A unique property of Prolog is that, given an answer, it can arrive at the original question (or, a set of questions – speaking more broadly).

Or, using layman terms, a Prolog programme can be run backward.

ted_dunning · on July 18, 2024

To be precise, a small number of very small Prolog programs can be run backwards.

There are essentially no significant Prolog programs that are reversible with acceptable efficiency.

derdi · on July 18, 2024

To be even more precise, Prolog programs only ever run forward because the order of evaluation is fixed as top-down, left-to-right. These notions of "forward" and "backward" are very unhelpful and should be given up. Beginners find the order of evaluation hard enough to understand, let's not confuse them even more.

Also, the notion is woefully incomplete. Let's say we consider this "forward":

    ?- list_length([a, b, c], Length).
    Length = 3.

Then you would say that this is "backward":

    ?- list_length(List, 3).
    List = [_A, _B, _C].

Fine, but what's this then? "Inward"?

    ?- list_length([a, b, c], 3).
    true.

And then presumably this is "outward":

    ?- list_length(List, Length).
    List = [], Length = 0 ;
    ...
    List = [a, b, c], Length = 3 .

None of these cases change the order of evaluation. They are all evaluated top-down, left-to-right. The sooner beginning Prolog programmers understand this, the better. The sooner we stop lying to people to market Prolog, the better.

kazinator · on July 19, 2024

What's going on in the second example? Did Prolog generate a list term stuffed with gensym variables, which satisifies the list_length being 3?

derdi · on July 19, 2024

It generated a list stuffed with distinct logical variables. Any list of length 3 is unifiable with this list. Or in other words, this is the unique (up to variable renaming) most general list of length 3.

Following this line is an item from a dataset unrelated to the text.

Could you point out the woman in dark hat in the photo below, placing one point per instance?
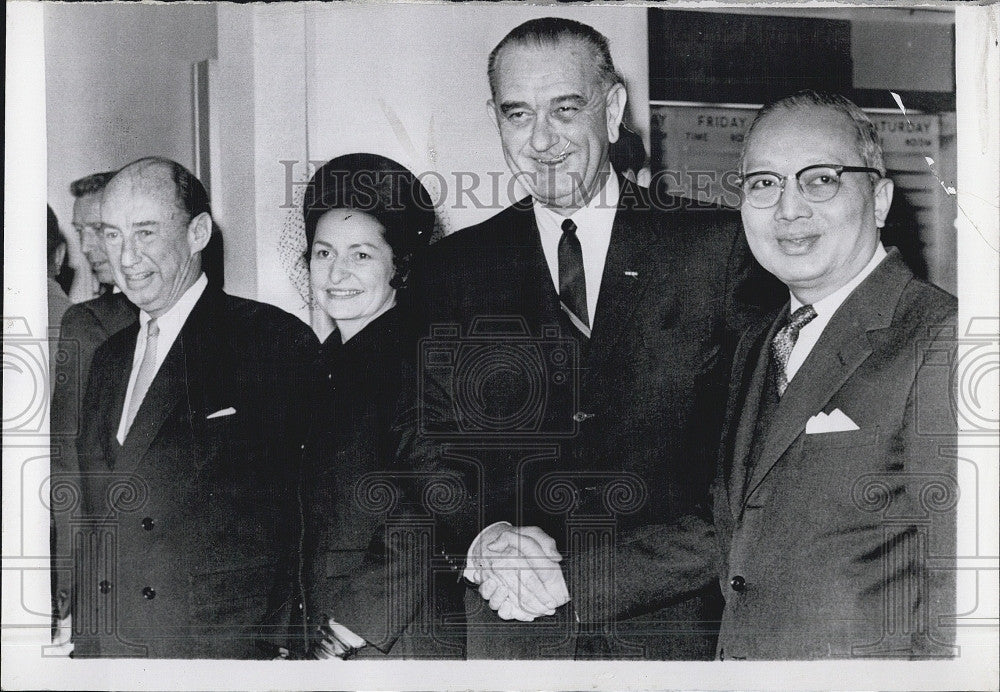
(365, 217)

Whether this is a "yes" to your question depends on what your mental model of "gensym variables" is. They are variables, not symbols (which Prolog would call atoms).

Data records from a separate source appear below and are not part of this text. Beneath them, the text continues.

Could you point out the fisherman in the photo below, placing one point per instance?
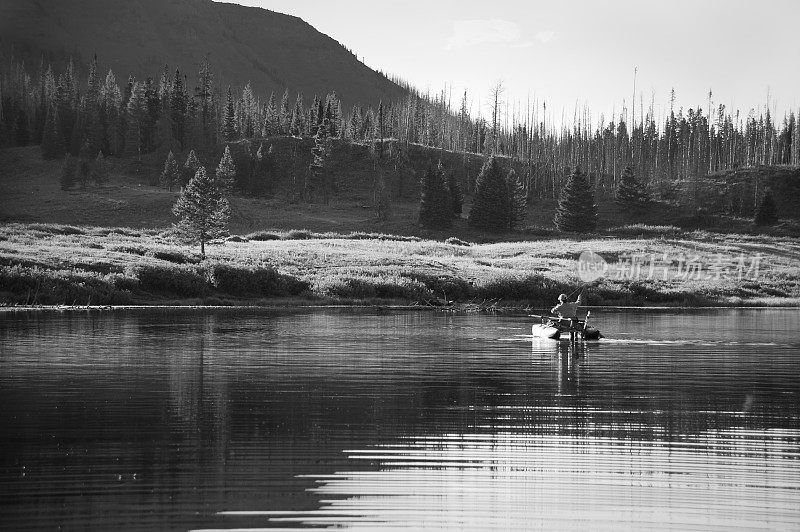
(568, 310)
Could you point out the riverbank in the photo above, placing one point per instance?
(48, 264)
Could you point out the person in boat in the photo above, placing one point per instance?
(567, 310)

inkyoto · on July 19, 2024

I was largely joking. Even though the capability is there, it is not computationally practical nor possible to accomplish such a feat for any sufficiently complex programme.

In the most extreme case, attempting to run a complex Prolog programme backwards will result in an increase in entropy levels in the universe to such an extent that it will cause an instant cold (or hot) death of our universe, and life as we know it will perish momentarily (another tongue in cheek joke).

agumonkey · on July 18, 2024

the bidirectional (relational) aspect of prolog is what got me into this. I love symmetries so it was a natural appeal even before I learned about logic programming (Sean Parent made a google talk about similar ideas implemented in cpp). That said it's very limited. But I wonder how far it could go. (the kanren guys might have more clues)

radomir_cernoch · on July 18, 2024

Do you see a good way to include backtracking in an imperative programming language?

I can imagine how unification would work, since the ubiquitous "pattern matching" is a special case of Prolog's unification. But I've never seen how backtracking could be useful...

vmchale · on July 18, 2024

backtracking is perilous in general; logic programming languages have really nice abilities for such but I don't know how to avoid pathological inefficiency.

YeGoblynQueenne · on July 18, 2024

With memoization as in tabling (a.k.a. SLG-Resolution):

https://www.swi-prolog.org/pldoc/man?section=tabling

Re-evaluation of a tabled predicate is avoided by memoizing the answers. This can realise huge performance enhancements as illustrated in section 7.1. It also comes with two downsides: the memoized answers are not automatically updated or invalidated if the world (set of predicates on which the answers depend) changes and the answer tables must be stored (in memory).

Known to the Prolog community since about the 1980's if I got my references right.